The Union Street Historic District in Poughkeepsie, New York, United States, is an area of eight blocks (roughly 42 acre) southwest of downtown and just north of the Mid-Hudson Bridge approaches. It is the oldest neighborhood in the city.

It dates to 1767 when a path to the Hudson River was developed into a street. In 1971 it was designated a historic district and became the first property in the city to be listed on the National Register of Historic Places.

==Geography==

The district is roughly rectangular. It is bounded on the north by the rear property lines of lots on the south side of Main Street, on the east by the crest of the slope up from the Hudson River (roughly the rear property lines of the west side of Market Street, 200 ft above the water), on the south by US 44 and NY 55 (the East-West Arterial) and on the east by US 9 (the North-South Arterial). This eight-block area of 42 acres (17 ha) included, at the time of its Register listing, 173 contributing properties. None of them are separately listed.
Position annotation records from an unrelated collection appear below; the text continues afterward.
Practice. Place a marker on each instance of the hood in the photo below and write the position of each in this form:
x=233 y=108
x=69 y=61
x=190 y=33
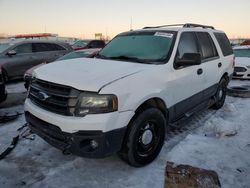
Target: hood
x=87 y=74
x=242 y=61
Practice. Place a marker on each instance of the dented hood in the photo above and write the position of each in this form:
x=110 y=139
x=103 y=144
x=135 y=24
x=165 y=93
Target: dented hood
x=86 y=73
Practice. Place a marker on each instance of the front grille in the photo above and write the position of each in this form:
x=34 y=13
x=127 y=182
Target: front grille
x=53 y=97
x=240 y=69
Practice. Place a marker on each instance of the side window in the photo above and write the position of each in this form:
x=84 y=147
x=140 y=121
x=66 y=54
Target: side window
x=207 y=45
x=23 y=48
x=187 y=44
x=224 y=43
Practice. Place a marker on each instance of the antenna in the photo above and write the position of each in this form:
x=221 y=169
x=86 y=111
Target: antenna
x=131 y=24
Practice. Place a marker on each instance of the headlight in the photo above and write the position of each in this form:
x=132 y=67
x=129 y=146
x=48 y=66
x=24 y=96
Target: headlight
x=93 y=103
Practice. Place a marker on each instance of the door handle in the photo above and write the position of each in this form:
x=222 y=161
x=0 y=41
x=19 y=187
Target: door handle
x=199 y=71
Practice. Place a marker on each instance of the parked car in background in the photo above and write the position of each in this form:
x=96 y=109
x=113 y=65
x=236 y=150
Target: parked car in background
x=242 y=62
x=16 y=58
x=3 y=92
x=90 y=53
x=246 y=42
x=85 y=44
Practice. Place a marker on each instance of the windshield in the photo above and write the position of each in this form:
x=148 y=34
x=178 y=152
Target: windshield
x=4 y=46
x=142 y=47
x=81 y=43
x=74 y=55
x=242 y=52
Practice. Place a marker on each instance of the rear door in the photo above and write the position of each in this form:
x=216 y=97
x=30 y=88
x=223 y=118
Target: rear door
x=188 y=83
x=211 y=64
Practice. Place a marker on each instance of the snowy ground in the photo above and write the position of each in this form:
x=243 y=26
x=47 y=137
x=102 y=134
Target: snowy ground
x=216 y=140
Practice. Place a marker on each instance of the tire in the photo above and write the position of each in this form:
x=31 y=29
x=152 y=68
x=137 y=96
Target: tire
x=220 y=95
x=242 y=91
x=144 y=139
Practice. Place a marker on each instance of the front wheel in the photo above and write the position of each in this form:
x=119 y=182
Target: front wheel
x=220 y=95
x=144 y=138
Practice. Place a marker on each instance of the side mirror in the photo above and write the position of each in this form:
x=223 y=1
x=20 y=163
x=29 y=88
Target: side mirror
x=188 y=59
x=11 y=53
Union Street runs across the district roughly west-southwest to east-northeast. Delano and Grand streets are also included in their entirety, and portions of South Bridge, South Clover and South Perry streets are within the district as well.
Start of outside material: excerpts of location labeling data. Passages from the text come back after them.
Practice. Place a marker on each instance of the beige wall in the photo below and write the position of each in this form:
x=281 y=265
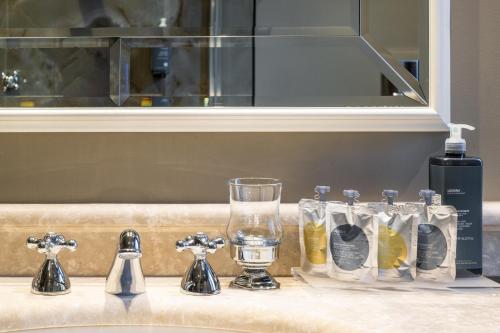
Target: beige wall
x=193 y=167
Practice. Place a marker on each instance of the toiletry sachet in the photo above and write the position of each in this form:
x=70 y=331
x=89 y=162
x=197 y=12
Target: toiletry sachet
x=437 y=242
x=312 y=234
x=352 y=243
x=397 y=241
Topographically, the district slopes down towards the river from east to west. All its streets are developed, with a few vacant lots. Buildings and lots, both the smallest, on average, in any area of the city, are densely clustered, with many having yards in the rear rather than the side. There are many older, taller trees that provide shade and greenery.

==History==

The street began as a winding footpath connecting the early settlement of Poughkeepsie, around the present-day location of Market Street, to the Union Store on the river. In 1767 it was expanded into the first road from Poughkeepsie to the river. Maps prepared in 1799 show it as Union Store Road.

A neighborhood gradually arose around it, becoming the first residence for many immigrant groups in the city: the Germans, Irish, Poles, Italians, other Slavic groups. Descendants of many of them stayed in the neighborhood for years. In the mid-20th century the area became racially integrated when African-Americans began settling in the area.

Throughout the 19th century builders put up the same general house plan, adapting it only slightly to prevailing architectural styles: a two-and-half-story structure with three-bay facade. This was done first in brick with stone trim, then wood, then in more detailed brickwork. They evolved from having simple steps to the street, to stoops to, at the end of the century, elaborate verandas. Some buildings, usually at the intersections, had businesses at street level.

The houses were located on narrow lots with no sideyards, only a rear yard. This created a strong sense of community, and a division between public and private space. Within this, the oblique angles of the Union Street intersections, and the slope of the land gave each house its own perspective on and within the neighborhood.

By the late 1960s many of the surrounding neighborhoods had been razed for road construction or extensively rebuilt through urban renewal programs. The historic designation made this less likely to happen in the Union Street area, and preserved it as it had been.